Use the Data Import Wizard for quick, one-off loads of common objects (Accounts, Contacts, Leads, custom objects) up to about 50,000 records — it runs in the browser and matches duplicates for you. Use Data Loader when you need to load more than 50,000 records (up to 5 million), work with objects the Wizard does not support, run deletes or exports, or automate and schedule loads from the command line.

How do I avoid creating duplicate records on import?

Use the Upsert operation with an External ID field instead of Insert. Mark a custom field (for example Legacy_Account_Id__c) as External ID and Unique, include that key in your CSV, and select it as the match field. Upsert updates existing matches and only inserts genuinely new keys, so re-running the same file never creates duplicates.

What is the maximum number of records Data Loader can import?

Data Loader handles up to 5 million records per job.
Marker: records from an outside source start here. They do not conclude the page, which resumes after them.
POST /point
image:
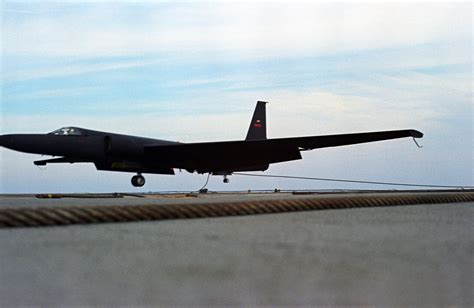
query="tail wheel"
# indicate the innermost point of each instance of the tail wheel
(138, 180)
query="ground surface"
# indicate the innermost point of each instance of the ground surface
(412, 255)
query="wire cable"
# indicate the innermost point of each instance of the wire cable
(353, 181)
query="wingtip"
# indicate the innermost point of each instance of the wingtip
(416, 134)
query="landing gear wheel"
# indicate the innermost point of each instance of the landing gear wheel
(138, 180)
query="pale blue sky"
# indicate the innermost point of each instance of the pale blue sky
(193, 72)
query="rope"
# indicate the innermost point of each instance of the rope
(56, 216)
(352, 181)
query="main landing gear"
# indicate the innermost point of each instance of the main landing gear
(138, 180)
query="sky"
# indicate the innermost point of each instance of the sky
(191, 71)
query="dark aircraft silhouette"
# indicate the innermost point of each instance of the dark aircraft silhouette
(114, 152)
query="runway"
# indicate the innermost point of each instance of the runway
(410, 255)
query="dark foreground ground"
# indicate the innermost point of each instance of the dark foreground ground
(401, 256)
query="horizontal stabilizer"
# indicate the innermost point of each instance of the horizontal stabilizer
(60, 160)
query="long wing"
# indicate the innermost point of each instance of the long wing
(232, 155)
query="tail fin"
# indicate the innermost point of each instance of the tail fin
(258, 126)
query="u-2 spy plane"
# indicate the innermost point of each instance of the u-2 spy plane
(115, 152)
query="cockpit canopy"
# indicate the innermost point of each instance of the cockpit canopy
(68, 131)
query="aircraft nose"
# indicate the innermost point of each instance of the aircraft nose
(5, 140)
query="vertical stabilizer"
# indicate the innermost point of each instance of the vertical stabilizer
(258, 126)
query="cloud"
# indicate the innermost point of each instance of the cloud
(261, 30)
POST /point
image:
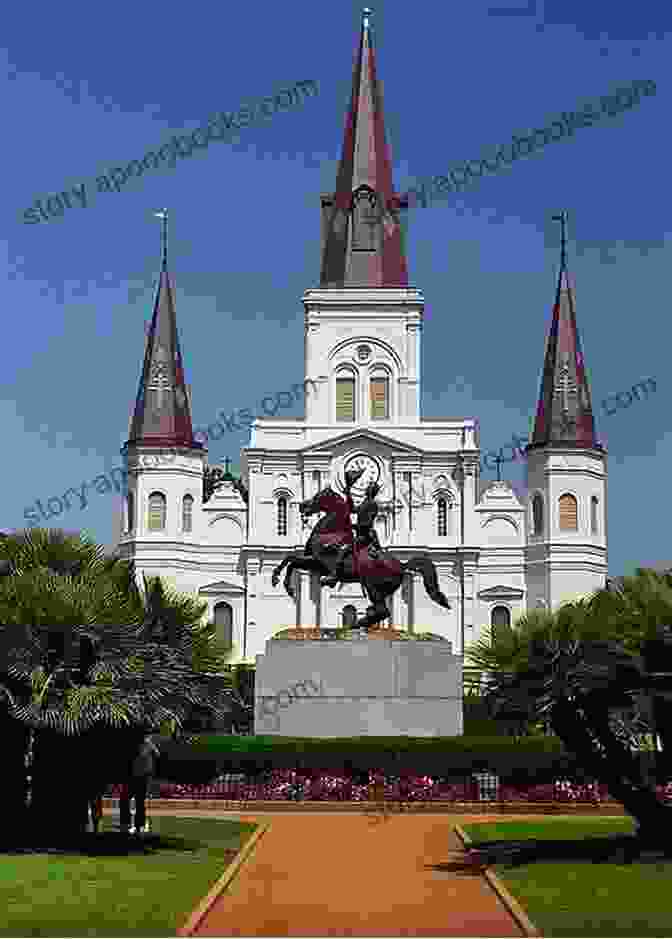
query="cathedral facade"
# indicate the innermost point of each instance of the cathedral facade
(220, 537)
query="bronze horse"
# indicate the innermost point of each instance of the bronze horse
(380, 577)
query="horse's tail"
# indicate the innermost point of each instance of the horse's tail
(423, 564)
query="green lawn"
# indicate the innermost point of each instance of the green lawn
(119, 894)
(577, 897)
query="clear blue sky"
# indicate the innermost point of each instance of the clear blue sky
(89, 88)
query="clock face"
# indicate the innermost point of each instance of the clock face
(371, 472)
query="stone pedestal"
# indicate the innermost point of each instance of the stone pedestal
(359, 687)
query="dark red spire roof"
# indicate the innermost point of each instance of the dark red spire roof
(362, 241)
(162, 413)
(564, 413)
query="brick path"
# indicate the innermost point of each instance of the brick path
(347, 875)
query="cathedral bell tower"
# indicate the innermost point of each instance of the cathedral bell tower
(566, 468)
(164, 463)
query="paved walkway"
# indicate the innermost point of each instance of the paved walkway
(348, 875)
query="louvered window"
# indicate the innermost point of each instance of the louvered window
(366, 222)
(187, 512)
(568, 512)
(224, 624)
(282, 516)
(538, 514)
(345, 399)
(500, 616)
(380, 398)
(157, 512)
(442, 517)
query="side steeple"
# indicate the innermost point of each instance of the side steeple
(162, 415)
(564, 412)
(362, 244)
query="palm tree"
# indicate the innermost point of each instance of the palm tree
(84, 687)
(581, 670)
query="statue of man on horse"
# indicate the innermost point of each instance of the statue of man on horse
(338, 553)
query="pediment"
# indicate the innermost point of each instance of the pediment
(500, 592)
(357, 436)
(221, 586)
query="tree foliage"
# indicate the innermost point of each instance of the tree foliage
(586, 670)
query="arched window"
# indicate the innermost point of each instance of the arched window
(500, 616)
(156, 520)
(130, 508)
(568, 512)
(442, 517)
(282, 515)
(365, 221)
(538, 514)
(187, 511)
(224, 623)
(345, 398)
(349, 614)
(380, 397)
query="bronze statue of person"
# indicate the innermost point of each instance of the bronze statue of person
(365, 532)
(366, 517)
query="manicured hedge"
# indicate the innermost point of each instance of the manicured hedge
(207, 756)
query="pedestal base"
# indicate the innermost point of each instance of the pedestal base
(368, 686)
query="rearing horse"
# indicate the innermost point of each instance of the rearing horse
(379, 577)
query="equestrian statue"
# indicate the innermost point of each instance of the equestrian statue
(339, 554)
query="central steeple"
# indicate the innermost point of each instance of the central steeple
(362, 243)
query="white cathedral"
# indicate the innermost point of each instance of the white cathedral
(495, 555)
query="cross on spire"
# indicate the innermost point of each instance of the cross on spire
(562, 218)
(164, 236)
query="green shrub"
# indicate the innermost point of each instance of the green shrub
(535, 759)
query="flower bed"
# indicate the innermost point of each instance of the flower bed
(283, 785)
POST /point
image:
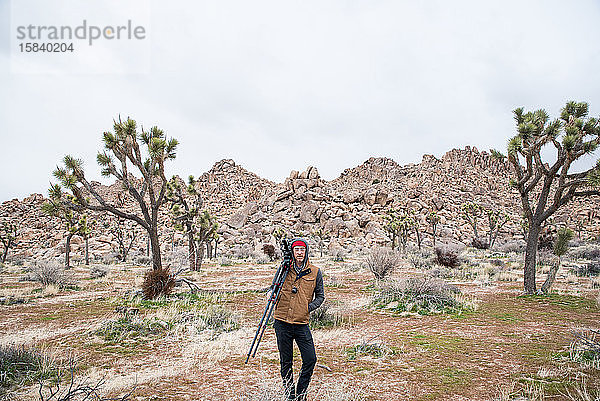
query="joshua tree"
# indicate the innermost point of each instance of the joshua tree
(185, 207)
(121, 229)
(399, 224)
(123, 152)
(433, 219)
(8, 236)
(75, 222)
(544, 187)
(496, 220)
(472, 212)
(561, 245)
(320, 236)
(199, 226)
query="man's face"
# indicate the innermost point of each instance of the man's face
(299, 254)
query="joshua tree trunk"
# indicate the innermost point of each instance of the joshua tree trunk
(209, 252)
(192, 252)
(68, 250)
(551, 277)
(199, 256)
(530, 259)
(87, 252)
(4, 254)
(155, 246)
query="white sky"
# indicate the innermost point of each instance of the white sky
(281, 85)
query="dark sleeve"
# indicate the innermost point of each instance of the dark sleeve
(319, 293)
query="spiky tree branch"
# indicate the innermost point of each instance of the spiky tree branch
(121, 151)
(573, 135)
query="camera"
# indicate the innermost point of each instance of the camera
(286, 250)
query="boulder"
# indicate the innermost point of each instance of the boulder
(240, 217)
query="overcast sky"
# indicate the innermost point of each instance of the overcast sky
(281, 85)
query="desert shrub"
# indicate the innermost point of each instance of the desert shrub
(334, 282)
(382, 262)
(447, 255)
(12, 300)
(98, 271)
(241, 251)
(110, 258)
(585, 349)
(219, 319)
(142, 260)
(587, 270)
(269, 250)
(260, 258)
(48, 272)
(516, 246)
(15, 260)
(589, 251)
(507, 276)
(419, 259)
(370, 348)
(157, 282)
(225, 261)
(178, 257)
(22, 365)
(480, 243)
(339, 255)
(326, 317)
(424, 296)
(130, 327)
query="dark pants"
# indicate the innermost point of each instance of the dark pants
(286, 334)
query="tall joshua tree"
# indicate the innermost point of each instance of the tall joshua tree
(125, 149)
(544, 187)
(8, 237)
(75, 223)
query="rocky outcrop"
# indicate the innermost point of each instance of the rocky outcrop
(350, 208)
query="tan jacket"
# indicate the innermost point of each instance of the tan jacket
(293, 308)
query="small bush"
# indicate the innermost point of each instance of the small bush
(98, 271)
(587, 270)
(382, 262)
(110, 258)
(269, 250)
(260, 258)
(219, 319)
(585, 349)
(369, 348)
(507, 276)
(516, 246)
(447, 255)
(419, 259)
(423, 296)
(12, 300)
(157, 282)
(22, 365)
(142, 260)
(242, 251)
(47, 272)
(590, 252)
(480, 243)
(326, 317)
(225, 261)
(130, 327)
(339, 255)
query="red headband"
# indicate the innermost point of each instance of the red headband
(298, 243)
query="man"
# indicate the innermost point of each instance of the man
(301, 293)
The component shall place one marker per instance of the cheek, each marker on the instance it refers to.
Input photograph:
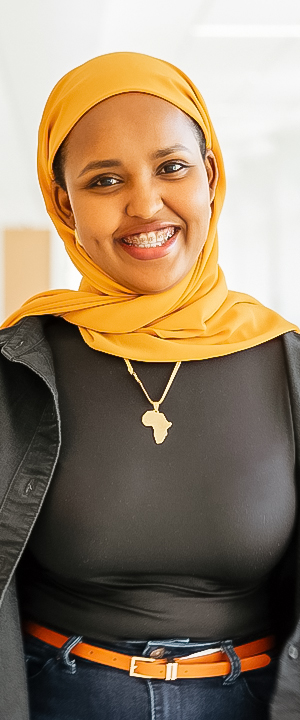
(96, 219)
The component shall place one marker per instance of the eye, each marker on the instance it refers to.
(104, 181)
(172, 167)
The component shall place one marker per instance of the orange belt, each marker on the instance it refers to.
(252, 656)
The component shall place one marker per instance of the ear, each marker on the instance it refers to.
(212, 172)
(63, 205)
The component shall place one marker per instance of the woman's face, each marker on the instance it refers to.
(138, 191)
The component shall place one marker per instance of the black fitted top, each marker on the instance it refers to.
(138, 540)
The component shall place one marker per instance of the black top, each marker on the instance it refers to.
(138, 540)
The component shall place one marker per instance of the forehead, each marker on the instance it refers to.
(130, 117)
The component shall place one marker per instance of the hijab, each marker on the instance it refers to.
(197, 318)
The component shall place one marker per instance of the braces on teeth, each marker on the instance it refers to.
(151, 239)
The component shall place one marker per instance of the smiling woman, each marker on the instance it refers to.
(150, 202)
(177, 544)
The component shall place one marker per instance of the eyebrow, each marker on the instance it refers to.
(99, 164)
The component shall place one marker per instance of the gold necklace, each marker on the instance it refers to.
(154, 418)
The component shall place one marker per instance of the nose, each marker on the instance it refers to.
(144, 200)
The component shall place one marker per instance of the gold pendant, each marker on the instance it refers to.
(159, 423)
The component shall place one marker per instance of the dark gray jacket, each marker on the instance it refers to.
(30, 443)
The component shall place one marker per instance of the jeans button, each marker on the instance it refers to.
(158, 653)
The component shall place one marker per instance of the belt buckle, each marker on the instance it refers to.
(171, 668)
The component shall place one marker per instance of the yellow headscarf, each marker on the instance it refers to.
(198, 318)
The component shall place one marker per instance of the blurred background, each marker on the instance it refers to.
(245, 58)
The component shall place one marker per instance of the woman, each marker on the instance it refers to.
(163, 524)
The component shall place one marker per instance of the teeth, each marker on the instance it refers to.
(151, 239)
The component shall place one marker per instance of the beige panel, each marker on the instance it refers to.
(26, 265)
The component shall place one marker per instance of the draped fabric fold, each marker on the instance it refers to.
(198, 318)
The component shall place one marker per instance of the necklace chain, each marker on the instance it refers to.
(158, 403)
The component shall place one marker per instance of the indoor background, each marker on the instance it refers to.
(245, 58)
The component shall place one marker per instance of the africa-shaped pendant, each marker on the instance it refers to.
(159, 423)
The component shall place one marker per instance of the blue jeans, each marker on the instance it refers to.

For volumes that large, enable the Bulk API (or Bulk API 2.0) in Settings for asynchronous, higher-throughput processing.

Do I need a specific Salesforce edition or API access?

Yes. Data Loader works through the Salesforce API, so your org needs API access — included in Enterprise, Unlimited, Performance, and Developer editions. Professional Edition requires the API add-on. The running user also needs the API Enabled permission and appropriate object and field access.

Can I schedule automated imports with Data Loader?

Yes. Data Loader can run headless from the command line using a process-conf.xml file with an encrypted password, then be scheduled with cron (macOS/Linux) or Task Scheduler (Windows) for repeatable nightly loads.

Why am I getting INVALID_CROSS_REFERENCE_KEY?

That error means a lookup or relationship Id in your file is wrong, malformed, or points to a record your user cannot access. Confirm you are using a valid 15- or 18-character Id, that the referenced parent record exists, and that it is shared with the loading user. Upserting on an external ID instead of a raw Id avoids most of these.